その方法は、朝早い農家の人に挨拶をすることだ。
「おじさん、おはようございます!」
遠くにいる帽子を被ったおじさんに呼びかける。
「ん?おう。おはような!」
と、こちらに気づき挨拶を返してくれた瞬間に【探索】を発動し相手の過去を見るというものだ。
このおじさん、ハゲ気にしてるのか…
なんか見ちゃいけないものを見た気分になった。
「はぁ…意外と疲れるんだよなぁ…」
能力に関して分かったことは見たい物があってもこちらではそこまで指定ができない事だ。
まぁ、一日目の朝にしては上出来だろう。
「にしても、、龍の瞳の方だよなぁ…」
エネムの過去にいたカトールとかいう龍のものなのだろうか?
エネムが口から手が出るほど欲しがってるが使い方も能力も発動仕方も不明でさっぱりわからない。
ただ…
俺は自分の目に指を入れ瞳に触った。
明らかに硬い鉄の様だ。それに目自体に感覚がなく触られてる様に感じないのだ。
これは本当によくわからない。ただ、エネムが言うなら身体強化とか言っていた気がする。俺が体感したのは時間の流れが遅く感じるやつだ。
…わかんねぇわ。
それより何よりこの瞳がカトールのものとした時、俺は過去を見るんじゃなくて、過去に行っていることになるんだが…それもよくわからない。
「わからないことだらけだ」
そんな事を考えながら家に戻っていると、マナの流れとはまた違う何かを視線が捉えた。
家と家の間の雑草が多い茂った空き地に綺麗に長方形に切り取った様な紫色の空間があった。
「何あれ…」
感じたのは恐怖心だった。まるで人工物と思えるぐらい綺麗な長方形、みんなに見えていないはずの世界に人工的とも思えるような物があるのが不自然で不気味だ。
俺は怖かったが近づいてみてみることにした。
その長方形は俺よりも背が高く2メートルぐらいあり、どの方面で見ても正面しか向かずに決して背を見せることがない。

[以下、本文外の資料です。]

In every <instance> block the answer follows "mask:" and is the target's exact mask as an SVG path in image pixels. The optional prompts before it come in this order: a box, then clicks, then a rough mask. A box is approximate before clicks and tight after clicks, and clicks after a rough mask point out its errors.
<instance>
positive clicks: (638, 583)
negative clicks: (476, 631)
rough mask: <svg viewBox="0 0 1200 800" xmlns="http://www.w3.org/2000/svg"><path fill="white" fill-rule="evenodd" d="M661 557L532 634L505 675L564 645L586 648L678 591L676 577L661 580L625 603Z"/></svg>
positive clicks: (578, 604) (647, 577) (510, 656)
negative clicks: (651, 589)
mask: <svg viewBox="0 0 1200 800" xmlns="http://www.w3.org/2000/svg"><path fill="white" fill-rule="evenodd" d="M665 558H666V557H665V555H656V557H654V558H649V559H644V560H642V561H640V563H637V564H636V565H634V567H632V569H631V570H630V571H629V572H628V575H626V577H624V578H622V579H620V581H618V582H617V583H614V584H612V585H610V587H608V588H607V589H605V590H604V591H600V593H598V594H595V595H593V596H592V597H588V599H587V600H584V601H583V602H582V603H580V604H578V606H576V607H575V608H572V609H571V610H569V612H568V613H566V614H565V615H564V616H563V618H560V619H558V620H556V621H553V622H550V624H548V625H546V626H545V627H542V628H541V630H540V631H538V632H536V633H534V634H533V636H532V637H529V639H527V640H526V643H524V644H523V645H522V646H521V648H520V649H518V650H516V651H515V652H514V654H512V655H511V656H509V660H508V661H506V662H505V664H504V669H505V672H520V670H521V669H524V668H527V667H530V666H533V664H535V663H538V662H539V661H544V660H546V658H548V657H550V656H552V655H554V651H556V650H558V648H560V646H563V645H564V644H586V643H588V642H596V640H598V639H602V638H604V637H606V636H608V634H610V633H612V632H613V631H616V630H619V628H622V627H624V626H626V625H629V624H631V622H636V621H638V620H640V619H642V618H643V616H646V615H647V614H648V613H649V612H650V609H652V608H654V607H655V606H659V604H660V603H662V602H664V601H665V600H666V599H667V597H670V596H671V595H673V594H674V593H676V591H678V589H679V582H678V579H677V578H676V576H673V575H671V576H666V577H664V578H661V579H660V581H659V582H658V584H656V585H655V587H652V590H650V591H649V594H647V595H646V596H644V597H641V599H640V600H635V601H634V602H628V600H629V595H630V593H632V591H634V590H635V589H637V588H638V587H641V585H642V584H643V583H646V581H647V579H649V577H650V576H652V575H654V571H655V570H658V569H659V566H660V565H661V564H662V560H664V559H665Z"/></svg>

触ってみるか?でも一回帰ってエネムに聞いてからの方がいいのか?
いろいろ考えたが結局触ることに決め、それに手を伸ばした。
そしてそれに手が触れたと思った時、手には何も触れておらずそのまま通り過ぎて腕の方まで貫通していた。
「なんだ。触れられもしないのか」
そういったのも束の間、手を出そうとしたが出せず、引くことも押すこともできなくなった。
「やべやべやべぇ!」
紫の意味わからん物体に捕まった。押しても引いてもすんともしない。
「エネム!」
とっさき叫んだが、エネムは来ない。まだ家で寝ているからだ。
誰か!誰かいないのか!
そう思っているとこちらに誰かが向かってきた。
「あれ?コペル?」
それはシーシだった。
「あ、シーシ!いいところに来た!」
そう思ったがシーシはこれが見えないだろうし、どうしようもないか…
そう考えているとシーシが俺の方ではなく紫の長方形を見ているのに気がついた。
「お前見えてるのか?」
「うん。こう言うのらたまに見える」
そうなのか…そういえば蜘蛛も見えてたな。
「シーシ、これが何かわかるか?」
そう聞くと首を横に振った。
「でも、試してみる」
「ん?何を?」
そう聞いても答えてくれず、なんらかの呪文の詠唱をし始めた。
「なにをするきなんですか?」
と尋ねるが何も答えてくれない。そして詠唱を終え、手を前にかざすとそこに大きな火の玉が現れた。
「おい!ちょま!」
その火の玉を長方形に目掛けてフルスイングで投げ飛ばした。
だがしかし、その長方形は全く動かずにびくともしなかった。
「あっち!」
熱かったのは俺だけらしい。
「あれ?溶けてない」
シーシは溶けるの思っていたらしい。